Leo season is here and not a moment too soon. Cancer season was a real emotional soup huh? I've been thinking a lot about the balance of the self and social contracts. How do we take care of ourselves, not be totally selfish, and show up for others? My birthday was last Friday and it was kind of a weird one. Not gonna lie. I felt really inundated with people being well meaning but pretty selfish. It was a smidge of a bummer but really what was tough was trying to figure out what the message was. It did feel somewhat confrontational. A big ole YOU NEED TO LOOK AT THIS. I definitely want people to do right by themselves, but where's the line? I'm seeing I have to redefine my own boundaries and claim the spotlight when I truly want it. It's uncomfortable. It makes me squirmy. I just want to kind of lurk behind and watch things play out but that's also how you get lost in the shuffle and end up resentful.

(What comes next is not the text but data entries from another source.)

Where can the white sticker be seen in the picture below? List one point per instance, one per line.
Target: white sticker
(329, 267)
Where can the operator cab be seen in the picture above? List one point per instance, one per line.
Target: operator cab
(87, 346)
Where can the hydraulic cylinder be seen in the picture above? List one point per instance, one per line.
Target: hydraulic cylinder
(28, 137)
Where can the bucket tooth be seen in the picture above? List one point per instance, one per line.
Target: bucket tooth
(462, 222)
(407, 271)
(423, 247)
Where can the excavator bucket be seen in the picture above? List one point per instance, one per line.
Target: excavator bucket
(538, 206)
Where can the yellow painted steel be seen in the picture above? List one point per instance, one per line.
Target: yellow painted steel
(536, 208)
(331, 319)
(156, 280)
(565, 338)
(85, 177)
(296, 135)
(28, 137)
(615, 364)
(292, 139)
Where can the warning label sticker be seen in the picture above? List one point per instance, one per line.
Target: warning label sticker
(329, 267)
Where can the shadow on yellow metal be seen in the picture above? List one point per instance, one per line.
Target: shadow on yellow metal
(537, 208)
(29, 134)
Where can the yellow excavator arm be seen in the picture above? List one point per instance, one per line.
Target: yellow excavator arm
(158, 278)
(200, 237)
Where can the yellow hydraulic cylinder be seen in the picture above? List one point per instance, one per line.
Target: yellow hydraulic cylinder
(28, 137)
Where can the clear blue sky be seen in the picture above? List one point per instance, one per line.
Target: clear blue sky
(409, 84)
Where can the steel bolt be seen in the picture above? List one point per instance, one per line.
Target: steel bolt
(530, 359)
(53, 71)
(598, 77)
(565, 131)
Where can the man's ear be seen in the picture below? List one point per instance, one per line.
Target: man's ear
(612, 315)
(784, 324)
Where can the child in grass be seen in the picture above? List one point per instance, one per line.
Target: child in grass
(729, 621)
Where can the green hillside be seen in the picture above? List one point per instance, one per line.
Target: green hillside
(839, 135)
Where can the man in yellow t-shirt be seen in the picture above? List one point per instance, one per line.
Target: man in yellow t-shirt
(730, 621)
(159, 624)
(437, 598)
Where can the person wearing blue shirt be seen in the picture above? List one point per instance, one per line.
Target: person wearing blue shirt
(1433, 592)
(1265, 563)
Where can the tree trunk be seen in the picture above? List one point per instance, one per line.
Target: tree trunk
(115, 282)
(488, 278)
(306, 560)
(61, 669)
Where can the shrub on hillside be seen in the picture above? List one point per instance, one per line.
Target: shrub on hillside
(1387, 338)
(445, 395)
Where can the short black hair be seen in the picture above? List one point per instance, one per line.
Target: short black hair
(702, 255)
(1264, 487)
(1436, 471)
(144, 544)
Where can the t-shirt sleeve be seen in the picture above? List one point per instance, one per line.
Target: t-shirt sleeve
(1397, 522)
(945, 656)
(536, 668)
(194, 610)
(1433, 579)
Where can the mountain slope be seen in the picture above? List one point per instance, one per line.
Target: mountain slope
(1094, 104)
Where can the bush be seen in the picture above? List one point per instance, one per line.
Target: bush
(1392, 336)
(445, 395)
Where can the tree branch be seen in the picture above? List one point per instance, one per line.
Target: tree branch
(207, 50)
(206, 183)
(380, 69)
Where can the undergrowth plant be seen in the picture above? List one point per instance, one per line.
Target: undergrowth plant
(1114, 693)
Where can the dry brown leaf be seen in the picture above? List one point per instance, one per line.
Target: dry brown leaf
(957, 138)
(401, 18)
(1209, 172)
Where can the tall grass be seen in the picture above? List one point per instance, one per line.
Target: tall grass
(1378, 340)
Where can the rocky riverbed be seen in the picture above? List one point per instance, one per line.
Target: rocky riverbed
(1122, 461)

Leo is my 5th house, pursuits of pleasure. It's what we do for fun, and I'm having my nodal return so I'm sitting here a lil nervous excited about what's about to go down. It's like the stage is being prepped I just have to be willing to step on to it. I've been doing all kinds of work looking at my relationship with my body, movement, pursuits of pleasure, and the senses. Looks like maybe I may have been prepping for the celestial events to come? Who knows. I'm going to just try to ride the wave as it all goes down.
In the meantime I made a playlist inspired by the sexy, it's a-ok to shine Leo vibes. We should all be brave lions this season and just see what happens...we might have fun.